Probability Question (1 Viewer)

[redfield]

A probability question from the 2003 HSC Exam. I have found some differing solutions from from popular textbooks, and am not sure which one is correct:

Q:4.(c) A hall has n doors. Suppose that n people choose any door at random to enter the hall.
(i) In how many ways can this be done?
(ii) What is the probability that at least one door will not be chosen by any of the people?

My Answer
(i) n^n ways
(ii) Consider conjugate event:
i.e. P(E) = 1 - P(people going through separate doors)
= 1 - (n!)/(n^n)

A solution given by one of my textbooks has for (ii) P = (1^n + 2^n + ... + (n-1)^n) / (n^n).
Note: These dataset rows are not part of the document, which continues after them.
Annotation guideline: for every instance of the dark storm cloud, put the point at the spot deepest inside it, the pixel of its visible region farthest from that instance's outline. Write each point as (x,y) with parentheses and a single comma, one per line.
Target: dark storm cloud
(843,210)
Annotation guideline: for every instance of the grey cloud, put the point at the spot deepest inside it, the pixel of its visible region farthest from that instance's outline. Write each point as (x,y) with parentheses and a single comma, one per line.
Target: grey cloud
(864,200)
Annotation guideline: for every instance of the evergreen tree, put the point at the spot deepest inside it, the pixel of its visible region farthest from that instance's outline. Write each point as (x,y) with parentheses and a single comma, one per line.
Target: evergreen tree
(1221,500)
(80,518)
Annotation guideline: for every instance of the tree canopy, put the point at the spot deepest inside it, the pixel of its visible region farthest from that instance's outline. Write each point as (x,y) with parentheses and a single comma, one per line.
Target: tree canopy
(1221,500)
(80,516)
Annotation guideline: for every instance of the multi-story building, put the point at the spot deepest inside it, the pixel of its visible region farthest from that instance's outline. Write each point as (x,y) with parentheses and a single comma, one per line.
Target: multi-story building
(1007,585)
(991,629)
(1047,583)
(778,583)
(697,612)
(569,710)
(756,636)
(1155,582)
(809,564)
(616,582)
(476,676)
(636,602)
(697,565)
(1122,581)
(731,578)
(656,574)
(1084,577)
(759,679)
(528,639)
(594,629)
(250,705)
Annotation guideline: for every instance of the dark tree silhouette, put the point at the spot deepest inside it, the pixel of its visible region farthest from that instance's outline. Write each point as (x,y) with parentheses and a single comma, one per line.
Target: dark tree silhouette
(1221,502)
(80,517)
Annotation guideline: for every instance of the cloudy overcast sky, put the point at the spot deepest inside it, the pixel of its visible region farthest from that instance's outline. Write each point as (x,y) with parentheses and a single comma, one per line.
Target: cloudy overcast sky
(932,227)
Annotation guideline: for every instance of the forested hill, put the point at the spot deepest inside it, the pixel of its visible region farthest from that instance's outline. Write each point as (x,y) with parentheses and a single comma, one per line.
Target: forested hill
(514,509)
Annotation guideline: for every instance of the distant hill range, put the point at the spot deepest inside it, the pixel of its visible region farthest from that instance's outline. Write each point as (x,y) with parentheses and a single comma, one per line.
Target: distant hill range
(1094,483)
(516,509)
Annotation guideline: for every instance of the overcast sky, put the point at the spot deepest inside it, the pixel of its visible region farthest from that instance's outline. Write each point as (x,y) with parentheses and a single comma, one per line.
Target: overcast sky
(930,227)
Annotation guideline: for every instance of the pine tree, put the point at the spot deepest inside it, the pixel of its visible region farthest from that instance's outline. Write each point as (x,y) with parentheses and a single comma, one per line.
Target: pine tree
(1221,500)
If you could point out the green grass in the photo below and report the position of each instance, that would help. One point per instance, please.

Is anyone able to verify my answer? Cheers in advance.

 

[lolokay]

i'm pretty sure your solution is correct

 

[LordPc]

(i) In how many ways can this be done?

each person has n choices, and there are n people, so yea n^n

(ii) What is the probability that at least one door will not be chosen by any of the people?

one door not unchosen
= All cases - no doors unchosen
= n^n - n!

P(no doors unchosen) is
first person can choose any door, so n choices.
2nd person has to pick a unique door so n-1 choices (since there are n doors and people, if there is a single double up, we will get 1 door not chosen.)
4rd person has to pick another door, so n-2 choices

so P(no doors unchosen) = n!

so there are n^n-n! cases, and for the probability, you divide by all cases,

so (n^n-n!)/n^n, which is what you got

so yea, u got it right